Nonlinear dynamic characteristics of load time series in rock cutting

The characteristics of the cutting load time series were investigated using chaos and fractal theories to study the information and dynamic characteristics of rock cutting. The following observations were made after analyzing the power spectrum, denoising phase reconstruction, correlation dimension and maximum Lyapunov exponent of the time series. A continuous broadband without a significant dominant frequency was found in the power spectrum.
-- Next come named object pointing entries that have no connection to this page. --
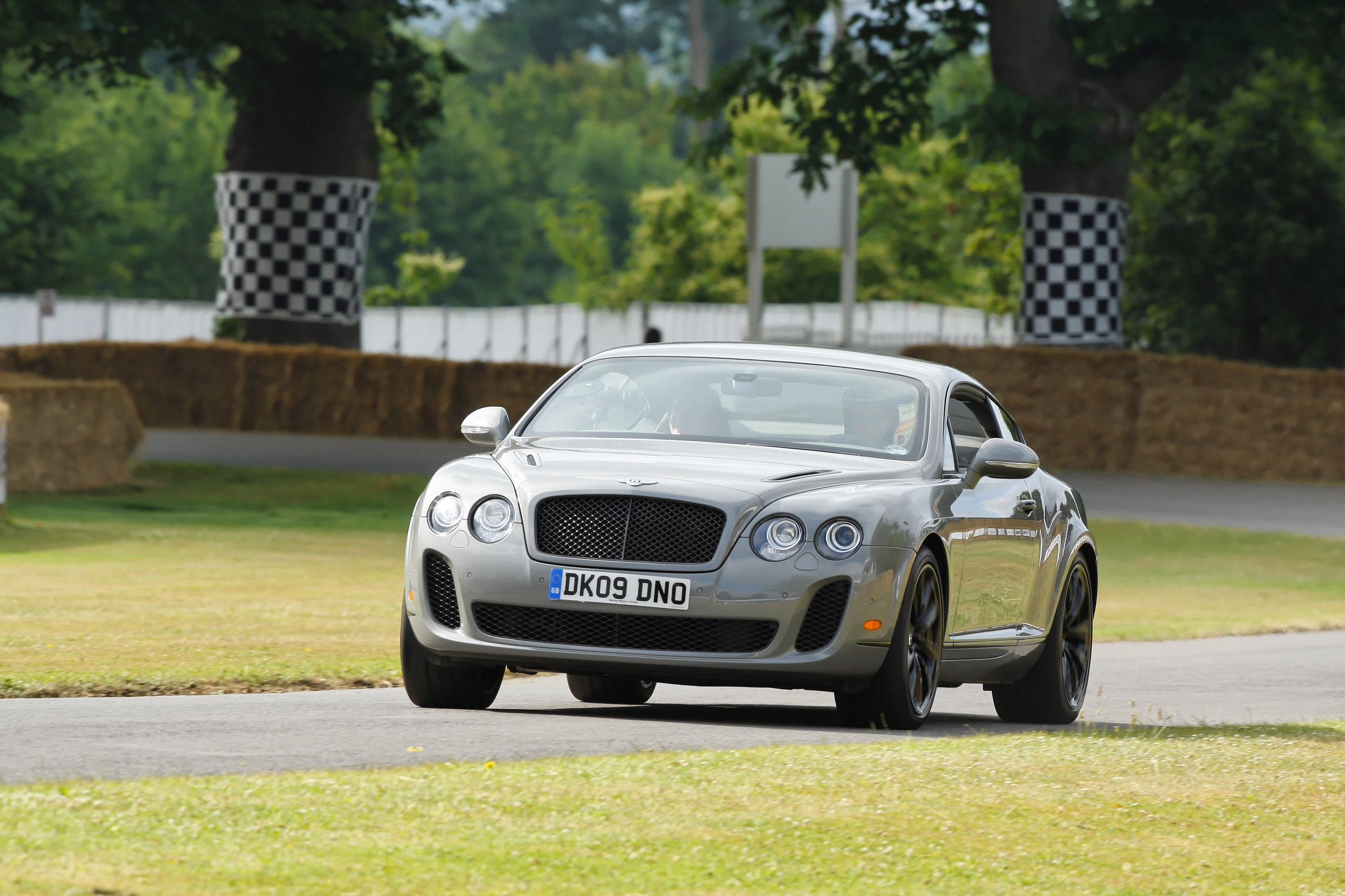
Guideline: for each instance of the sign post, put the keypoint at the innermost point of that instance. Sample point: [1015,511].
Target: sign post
[783,215]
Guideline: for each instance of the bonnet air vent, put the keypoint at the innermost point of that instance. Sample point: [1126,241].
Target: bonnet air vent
[800,474]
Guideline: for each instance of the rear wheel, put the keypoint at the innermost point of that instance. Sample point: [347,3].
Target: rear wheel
[611,689]
[1054,692]
[902,695]
[444,688]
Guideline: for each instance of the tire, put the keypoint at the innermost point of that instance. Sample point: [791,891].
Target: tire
[611,689]
[902,695]
[441,688]
[1052,694]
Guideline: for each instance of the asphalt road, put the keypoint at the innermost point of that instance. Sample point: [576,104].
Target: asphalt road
[1263,506]
[1263,679]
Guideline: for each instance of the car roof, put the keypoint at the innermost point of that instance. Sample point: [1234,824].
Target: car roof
[933,375]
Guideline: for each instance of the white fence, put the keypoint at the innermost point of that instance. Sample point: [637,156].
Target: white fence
[542,334]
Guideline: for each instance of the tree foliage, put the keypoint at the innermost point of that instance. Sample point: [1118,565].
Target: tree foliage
[359,46]
[108,191]
[1239,220]
[869,86]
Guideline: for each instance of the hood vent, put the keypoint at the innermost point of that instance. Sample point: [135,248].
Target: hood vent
[800,474]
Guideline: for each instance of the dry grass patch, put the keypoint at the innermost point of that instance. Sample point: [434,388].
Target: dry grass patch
[1195,812]
[1163,582]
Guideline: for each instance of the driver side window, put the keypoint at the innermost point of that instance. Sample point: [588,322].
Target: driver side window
[973,423]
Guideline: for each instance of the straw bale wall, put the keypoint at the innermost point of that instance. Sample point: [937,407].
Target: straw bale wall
[68,435]
[1157,415]
[304,389]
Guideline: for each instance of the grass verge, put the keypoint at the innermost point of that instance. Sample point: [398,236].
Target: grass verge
[213,579]
[1176,812]
[1159,583]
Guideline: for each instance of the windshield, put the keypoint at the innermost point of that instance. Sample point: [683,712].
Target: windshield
[769,404]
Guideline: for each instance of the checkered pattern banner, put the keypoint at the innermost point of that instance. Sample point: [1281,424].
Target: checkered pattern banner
[1074,250]
[294,246]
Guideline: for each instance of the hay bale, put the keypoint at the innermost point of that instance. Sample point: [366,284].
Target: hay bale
[307,389]
[4,423]
[68,435]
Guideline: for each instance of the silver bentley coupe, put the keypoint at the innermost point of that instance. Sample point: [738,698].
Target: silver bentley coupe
[753,514]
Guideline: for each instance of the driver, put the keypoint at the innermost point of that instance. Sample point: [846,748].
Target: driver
[697,412]
[872,418]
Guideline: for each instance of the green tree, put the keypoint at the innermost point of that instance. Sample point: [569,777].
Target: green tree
[1239,221]
[109,190]
[935,227]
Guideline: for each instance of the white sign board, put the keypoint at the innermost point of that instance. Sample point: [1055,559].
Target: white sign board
[783,215]
[786,215]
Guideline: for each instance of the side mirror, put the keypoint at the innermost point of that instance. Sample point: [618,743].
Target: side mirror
[486,427]
[1001,459]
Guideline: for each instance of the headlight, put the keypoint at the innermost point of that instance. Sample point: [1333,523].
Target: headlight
[840,538]
[778,538]
[493,518]
[444,513]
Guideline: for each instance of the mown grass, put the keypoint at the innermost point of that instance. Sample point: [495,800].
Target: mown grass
[205,579]
[1179,812]
[1161,582]
[208,579]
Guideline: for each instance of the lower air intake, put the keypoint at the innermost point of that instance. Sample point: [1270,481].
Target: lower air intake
[628,631]
[440,591]
[824,618]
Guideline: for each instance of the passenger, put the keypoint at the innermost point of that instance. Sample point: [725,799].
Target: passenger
[697,412]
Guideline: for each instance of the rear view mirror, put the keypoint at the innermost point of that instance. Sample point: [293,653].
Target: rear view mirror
[1001,459]
[753,387]
[486,427]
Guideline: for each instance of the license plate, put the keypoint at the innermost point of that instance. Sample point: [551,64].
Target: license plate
[632,590]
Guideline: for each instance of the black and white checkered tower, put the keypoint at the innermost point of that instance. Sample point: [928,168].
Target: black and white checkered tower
[1074,250]
[294,246]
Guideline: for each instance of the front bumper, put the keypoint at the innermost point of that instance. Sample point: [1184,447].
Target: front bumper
[744,587]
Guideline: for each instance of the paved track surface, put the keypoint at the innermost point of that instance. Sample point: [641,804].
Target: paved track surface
[1266,506]
[1308,509]
[1263,679]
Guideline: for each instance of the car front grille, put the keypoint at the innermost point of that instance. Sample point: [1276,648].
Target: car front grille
[440,591]
[638,529]
[627,631]
[824,616]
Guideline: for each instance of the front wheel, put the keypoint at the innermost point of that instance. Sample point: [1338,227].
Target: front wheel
[1052,694]
[437,687]
[631,691]
[902,695]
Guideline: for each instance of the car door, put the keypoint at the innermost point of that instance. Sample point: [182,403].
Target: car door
[1000,528]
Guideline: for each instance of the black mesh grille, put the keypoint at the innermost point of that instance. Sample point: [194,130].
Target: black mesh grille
[440,591]
[640,529]
[824,616]
[630,631]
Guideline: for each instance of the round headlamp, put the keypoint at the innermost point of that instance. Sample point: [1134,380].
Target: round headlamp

The restructured phase space presented a distinct strange attractor after wavelet denoising. The correlation dimension was saturated at an embedding dimension of 7. Lastly, and the maximum Lyapunov exponent exceeded 0 via the small data method. These findings reflected the chaotic dynamic characteristics of the cutting load time series. The box dimensions of the cutting load were further investigated under different conditions, and the difference in cutting depth, cutting velocity and assisted waterjet types were found to be ineffective in changing the fractal characteristic. As cutting depth become small, rock fragment size also decreased, whereas fractal dimension increased. Moreover, a certain range of cutting velocity increased fragment size but decreased fractal dimension. Therefore, fractal dimension could be regarded as an evaluation index to assess the extent of rock fragmentation. The rock-cutting mechanism remained unchanged under different assisted waterjet types. The waterjet front cutter impacts and damages rock, however, the waterjet behind of cutter is mainly used to clean fragments and to lubricate the cutter.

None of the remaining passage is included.